C’est ensuite aux nouveaux venus Test Icicles de se précipiter sur scène. Sur des enregistrements lourds et répétitifs, le trio anglo-américain fait hurler guitares et voix. Malheureusement, il passe plus de temps à gesticuler qu’à toucher les cordes de ses intruments. Mis à part deux ou trois titres véritablement écrits, le reste n’est qu’une succession de riffs et de cris désordonnée. On sort les boules quiès, on s’amuse quelques minutes des acrobaties, et puis cela devient pénible. Pour une fois, on félicite les Inrocks du timing serré : les fauves sont renvoyés en cage en moins d’une demie heure.

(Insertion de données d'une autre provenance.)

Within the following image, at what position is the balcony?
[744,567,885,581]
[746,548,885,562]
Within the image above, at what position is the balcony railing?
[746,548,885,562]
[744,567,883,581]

Les Cure et les Buzzcocks résonnent dans la salle, qui se presse maintenant dans la fosse pour The Rakes. Le chanteur, en t-shirt de footballeur, et son groupe, aux airs d’éternels étudiants déserteurs d’amphis, sont mis en lumière par des bâtons colorés sur scène. On peut saluer le raffinement. Les titres très basiques sont efficaces, on remue dans la fosse, en souriant parce qu’on se laisse prendre au jeu volontairement. Comme pour Bloc Party, pour ne citer qu’eux. Si le groupe n’innove en rien, et qu’il n’est même pas fichu de donner une coloration personnelle à l’ensemble, il n’en reste pas moins que les singles accrochent. Et que le charismatique chanteur dégage une sympathie sans avoir à forcer le public. Clownesque, il ponctue les chansons de mimes ou décharges logorrhéiques, se débarrasse de tout accessoire vestimentaire lors des deux coupures de courant. Et revient, triomphant aussi fou qu’un Ian Curtis sans le malaise, pour les deux derniers titres.
Les techniciens s’affolent et courent, on installe un ampli devant le rideau rouge, pour que deux jeunes femmes (arrivées « par hasard » selon leurs propre mots) prennent le relais, le temps de résoudre les problèmes techniques. Quelque part entre une PJ Harvey et une Shannon Wright de supermarché bien français, les nantaises de Mansfield.TYA sont remerciées comme il se doit, et font place à Cat Power. Une voix à la douceur un peu rauque s’élève, reconnaissable entre mille, sur des accords simples à la guitare. Pourtant, Chan Marshall remue sur son siège, son visage est tendu, et le public s’agace, amorçant à chaque début de chanson une série de « chhhht ! » fort désagréables. On a l’impression d’une rupture entre ceux qui sont dedans et les autres. Et pour ces derniers justement ? Les titres lumineux de l’album passent franchement moins bien. On n’ose pas la comparaison avec une Carla Bruni, mais on ne peut s’empêcher d’y penser. Un mauvais jour, sûrement. Et sans aucun doute une franche erreur de programmation de la part des Inrocks : l’enchaînement The Rakes / Cat Power n’aura vraiment pas été heureux.